Spin 1/2 Fermions in the Unitary Limit.III

TL;DR

This paper investigates the energy of spin 1/2 fermions at the unitary limit, incorporating mean-field effects and off-shell interactions, and finds that these factors significantly influence the energy estimates, bringing them closer to experimental results.

Contribution

The study extends previous models by including dispersion corrections and off-shell effects, providing a more accurate calculation of fermion energy at unitarity.

Findings

Mean-field propagation increases energy estimates significantly.

Dispersion correction suggests a revised energy ratio of approximately 0.4 to 0.5.

Off-shell effects can alter energy calculations by 10% or more for non-zero effective ranges.

Abstract

In scattering theory, the unitary limit is defined by an infinite scattering-length and a zero effective range, corresponding to a phase-shift \pi/2, independent of energy.
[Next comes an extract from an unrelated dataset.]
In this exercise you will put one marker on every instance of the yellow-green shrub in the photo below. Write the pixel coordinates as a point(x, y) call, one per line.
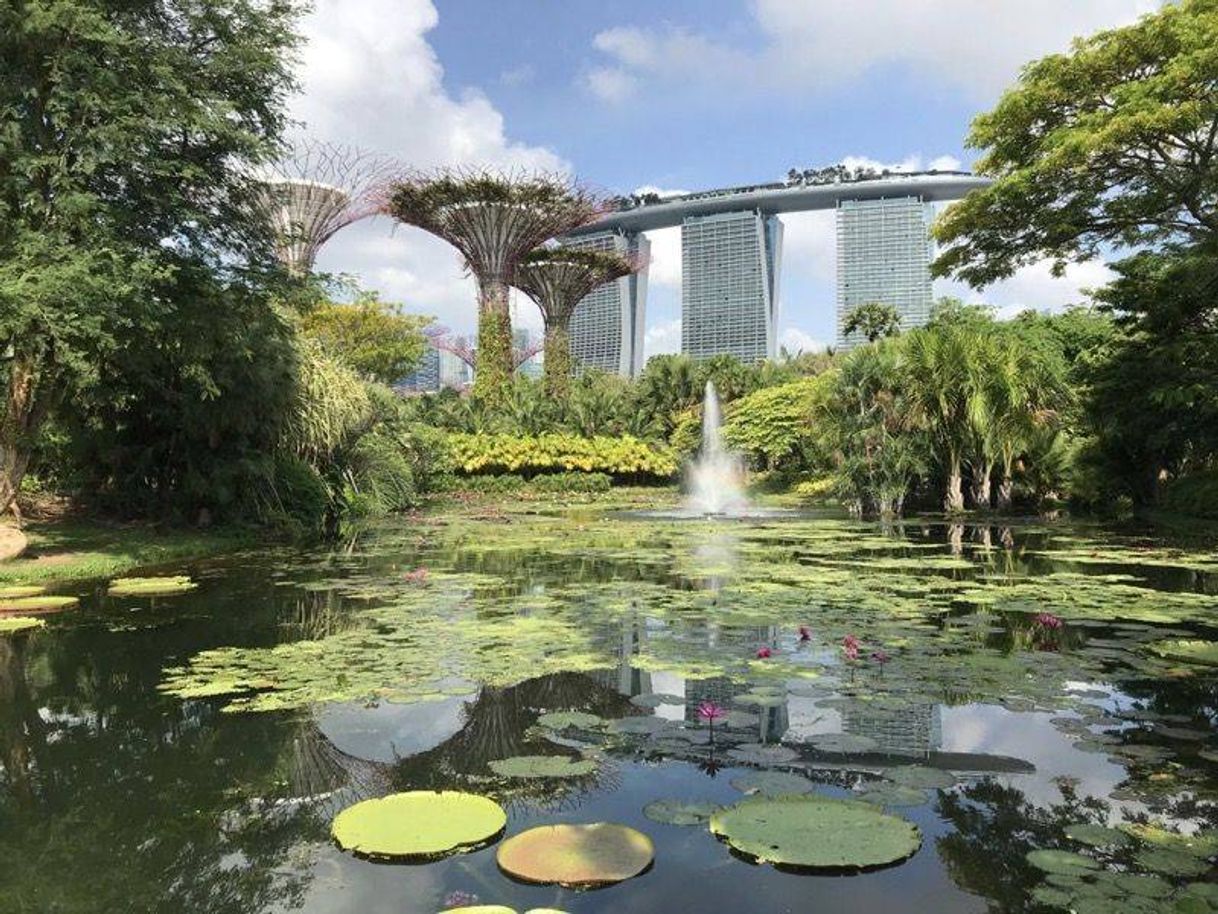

This condition is satisfied by a rank-1 separable potential V(k,k')=-v(k)v(k') with v^{2}(k)=(4\pi)^{2}(\Lambda^{2}-k^{2})^{-1/2}, \Lambda being the cut-off in momentum space.Previous calculations using a Pauli-corrected ladder summation to calculate the energy of a zero temperature many body system of spin 1/2 fermions with this interaction gave \xi=0.24 (in units of kinetic energy) independent of density and with \Lambda---->infinity. This value of \xi is appreciably smaller than the experimental and that obtained from other calculations, most notably from Monte Carlo, which in principle would be the most reliable. Our previous work did however also show a strong dependence on effective range r_0 (with r_0=0 at unitarity). With an increase to r_0=1.0 the energy varied from \xi~0.38 at k_f=0.6 1/fm to ~0.45 at k_f=1.8 1/fm which is somewhat closer to the Monte-Carlo results. These previous calculations are here extended by including the effect of the previously neglected mean-field propagation, the dispersion correction. This is repulsive and found to increase drastically with decreasing effective range. It is large enough to suggest a revised value of \xi~0.4 <--> ~0.5 independent of r_0. Off-shell effects are also investigated by introducing a rank-2 (phase-shift equivalent) separable potential. Effects of 10% or more in energy could be demonstrated for r_0>0. It is pointed out that a computational cut-off in momentum-space brings in another scale in the in otherwise scale-less unitary problem.